Eine Möglichkeit wäre beispielsweise deine Klassen (ohne Serializable) für die Serialisierung in einen Serialisieruns Proxy zu wrappen und diesen dann zu serialisieren, dabei enthält der Proxy quasi die Serialsiierungslogik für das gewrappte Objekt. So kann der Proxy durch implementieren des Externalizable (extends Serializable) über readExternal / writeExternal die Serialisierung durchführen.

Diese Proxies kann man statisch aber auch dynamisch (generisch mit Reflection über einen JDK DynamicProxy) definieren.


Eine weitere Möglichkeit wurde schon angedeutet, nämlich durch ByteCode Modifikation.

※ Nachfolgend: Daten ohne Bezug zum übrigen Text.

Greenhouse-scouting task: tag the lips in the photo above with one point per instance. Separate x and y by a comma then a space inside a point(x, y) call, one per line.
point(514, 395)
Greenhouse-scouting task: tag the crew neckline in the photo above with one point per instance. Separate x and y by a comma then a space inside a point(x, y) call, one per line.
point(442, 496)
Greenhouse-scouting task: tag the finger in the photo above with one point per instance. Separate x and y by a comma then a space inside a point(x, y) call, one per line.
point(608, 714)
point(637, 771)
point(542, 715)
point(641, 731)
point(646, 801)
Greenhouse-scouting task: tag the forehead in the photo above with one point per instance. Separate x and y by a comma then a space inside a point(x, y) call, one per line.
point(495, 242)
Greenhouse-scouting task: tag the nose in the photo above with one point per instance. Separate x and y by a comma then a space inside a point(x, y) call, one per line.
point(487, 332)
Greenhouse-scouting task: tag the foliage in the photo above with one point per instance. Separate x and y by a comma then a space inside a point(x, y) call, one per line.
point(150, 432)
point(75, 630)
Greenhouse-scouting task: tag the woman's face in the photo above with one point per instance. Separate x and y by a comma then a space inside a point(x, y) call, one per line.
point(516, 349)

Dazu hat man natürlich auch wieder mehrere Möglichkeiten. Entweder man schreibt sich einen eigenen ClassLoader der dann mit BCEL oder ASM den ByteCode um die Implementierung von Serializable erweitern (hat dann aber aber wie schon erwähnt eventuell ClassLoader / ClassCastEx Probleme). Ein andere Möglichkeit zur ByteCode Manipulation bietet sich über Instrumentierung über einen eigenen Java-Agent an: (hier mal ein beispiel:
http://www.tutorials.de/java/245814...lung-platformspezifischer-objektgroessen.html) durch das Instrumentation Interface kann man den ByteCode ändern bevor er im AppClassLoader sichtbar wird. 

Das jetzt mal kurz dazu. Da das alles jedoch ziemliche Hacks sind würde ich hier zwei Varianten klar vorziehen:

1) Ich würde mir nochmal überlegen ob es wirklich so umständlich ist die entsprechenden Klassen Serializable implementieren zu lassen würde ich das tun. 

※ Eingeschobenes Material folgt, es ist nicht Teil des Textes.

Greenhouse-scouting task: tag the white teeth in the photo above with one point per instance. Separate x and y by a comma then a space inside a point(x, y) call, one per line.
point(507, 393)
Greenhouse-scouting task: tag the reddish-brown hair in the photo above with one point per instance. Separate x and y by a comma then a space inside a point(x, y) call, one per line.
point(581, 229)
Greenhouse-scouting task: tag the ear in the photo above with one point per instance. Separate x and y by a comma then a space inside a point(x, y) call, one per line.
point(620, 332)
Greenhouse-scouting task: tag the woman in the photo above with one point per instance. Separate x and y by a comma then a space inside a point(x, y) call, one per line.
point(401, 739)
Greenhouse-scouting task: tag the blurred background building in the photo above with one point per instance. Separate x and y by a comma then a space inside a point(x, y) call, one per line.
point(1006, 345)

2) Ich würde hier wohl Custom Serialisation verwenden (entweder über den Proxy-Ansatz oder von Hand mit einem DataOutputStream)

3) Verwende einfach einer andere Serialisierungs Lib die nicht auf Serializable arbeitet: http://xstream.codehaus.org/

Gruß Tom


----------



## raphael_fehlmann (5. September 2010)

Hallo
danke für deine Antwort wie gesagt habe es jetzt so gelöst das ich die Klasse in eine andere Klasse die Serializable implementiert. Die ganze Frage hat auch noch ein bisschen darauf abgezielt wie weit ich eine bereits existierende Klasse verändern kann. Demnach ist es auch nicht möglich Methoden oder Variablen zu Objekte hinzu zufügen?
Danke für eure Hilfe
gruss raphael


----------